2012 collection of essays by David Foster Wallace

Both Flesh and Not: Essays is a collection of fifteen essays by American author David Foster Wallace published posthumously in 2012. It is Wallace's third essay collection.

==List of essays==
Printed between each essay are lists of obscure words and their definitions that Wallace kept.
- "Federer Both Flesh and Not" (written in 2006) describes professional tennis at its pinnacle through an examination of the talent of Roger Federer. The essay was first published in The New York Times as "Federer as Religious Experience" in 2006.

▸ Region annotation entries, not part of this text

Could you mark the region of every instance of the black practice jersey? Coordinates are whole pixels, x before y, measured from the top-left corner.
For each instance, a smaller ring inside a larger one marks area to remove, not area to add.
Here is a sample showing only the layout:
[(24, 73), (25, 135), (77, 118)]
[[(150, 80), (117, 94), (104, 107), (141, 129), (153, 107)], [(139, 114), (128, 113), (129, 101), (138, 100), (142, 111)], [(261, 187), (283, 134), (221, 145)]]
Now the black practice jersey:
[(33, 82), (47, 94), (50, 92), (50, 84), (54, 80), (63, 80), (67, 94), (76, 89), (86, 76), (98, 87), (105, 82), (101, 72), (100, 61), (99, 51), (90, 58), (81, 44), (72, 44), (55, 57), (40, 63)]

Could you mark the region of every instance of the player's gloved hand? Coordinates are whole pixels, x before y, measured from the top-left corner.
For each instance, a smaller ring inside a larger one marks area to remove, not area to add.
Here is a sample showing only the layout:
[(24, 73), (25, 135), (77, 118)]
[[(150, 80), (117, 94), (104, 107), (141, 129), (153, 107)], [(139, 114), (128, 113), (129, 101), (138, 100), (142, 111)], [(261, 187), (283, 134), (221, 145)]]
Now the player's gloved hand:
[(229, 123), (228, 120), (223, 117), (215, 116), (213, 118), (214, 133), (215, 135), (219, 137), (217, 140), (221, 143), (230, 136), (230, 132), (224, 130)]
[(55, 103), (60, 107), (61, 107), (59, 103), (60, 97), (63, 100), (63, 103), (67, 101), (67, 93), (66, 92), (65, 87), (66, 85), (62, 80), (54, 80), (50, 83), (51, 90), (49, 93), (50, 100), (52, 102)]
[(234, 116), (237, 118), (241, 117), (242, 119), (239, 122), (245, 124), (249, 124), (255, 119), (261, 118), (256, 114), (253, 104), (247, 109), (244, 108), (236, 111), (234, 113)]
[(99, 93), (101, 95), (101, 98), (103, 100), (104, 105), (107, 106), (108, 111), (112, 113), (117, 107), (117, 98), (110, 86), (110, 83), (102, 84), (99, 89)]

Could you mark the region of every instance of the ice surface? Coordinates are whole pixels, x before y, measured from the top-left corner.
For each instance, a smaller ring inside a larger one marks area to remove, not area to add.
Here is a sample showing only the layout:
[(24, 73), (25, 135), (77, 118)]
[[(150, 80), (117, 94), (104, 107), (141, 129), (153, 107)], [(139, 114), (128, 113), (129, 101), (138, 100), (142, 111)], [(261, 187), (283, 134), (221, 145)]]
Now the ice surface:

- "Fictional Futures and the Conspicuously Young" (1988), first appeared in Review of Contemporary Fiction (1988). As the book's publisher notes in the back matter, "Some of the ideas and language in this essay appear in 'E Unibus Pluram,' [from] A Supposedly Fun Thing I'll Never Do Again."
- "The Empty Plenum: David Markson’s Wittgenstein's Mistress" (1990) appeared in Review of Contemporary Fiction, 1990. Wallace very positively reviews David Markson's experimental novel Wittgenstein's Mistress (1988).
- "Mr. Cogito" is a positive review of a book of poetry by Zbigniew Herbert. It is a short piece that appeared in Spin in 1994.
- "Democracy and Commerce at the U.S. Open" (1996) is a first-person journalistic essay on the 1995 U.S. Open. It was written for Tennis magazine.
- "Back in New Fire" (1996), on sex in the age of AIDS. It was first published as "Impediments to Passion" in Might magazine, 1996.
- "The (As It Were) Seminal Importance of Terminator 2" (1998) bemoans the effect of large visual effects budgets on the movie industry. First published as "F/X Porn" in Waterstone’s Magazine, 1998.
- "The Nature of the Fun" (1998), a reflection on writing fiction, was published in Fiction Writer, 1998.
- "Overlooked: Five Direly Underappreciated U.S. novels >1960" appeared on Salon.com in 1999. Wallace mentions Omensetter’s Luck by William H. Gass (1966); Steps by Jerzy Kosiński (1968); Angels by Denis Johnson (1983); Blood Meridian: Or the Evening Redness in the West by Cormac McCarthy (1985); and Wittgenstein's Mistress by David Markson (1988).
- "Rhetoric and the Math Melodrama" (2000) is a review of Philibert Schogt's The Wild Numbers and Apostolos Doxiadis's Uncle Petros & Goldbach’s Conjecture. It was published in Science.
- "The Best of the Prose Poem" is a review of The Best of The Prose Poem: An International Journal published in Rain Taxi (2001).
- "Twenty-Four Word Notes" (2004) is reprinted from the Oxford American Writer’s Thesaurus.
- "Borges on the Couch" (2004) is a mostly negative review of Edwin Williamson's Borges: A Life for the New York Times Book Review, arguing that Williamson incorrectly emphasizes the effect of Jorge Luis Borges' personal life and character on his stories.
- "Deciderization 2007—A Special Report" was published as the introduction to The Best American Essays 2007.
- "Just Asking" is a short political piece that appeared in The Atlantic in 2007.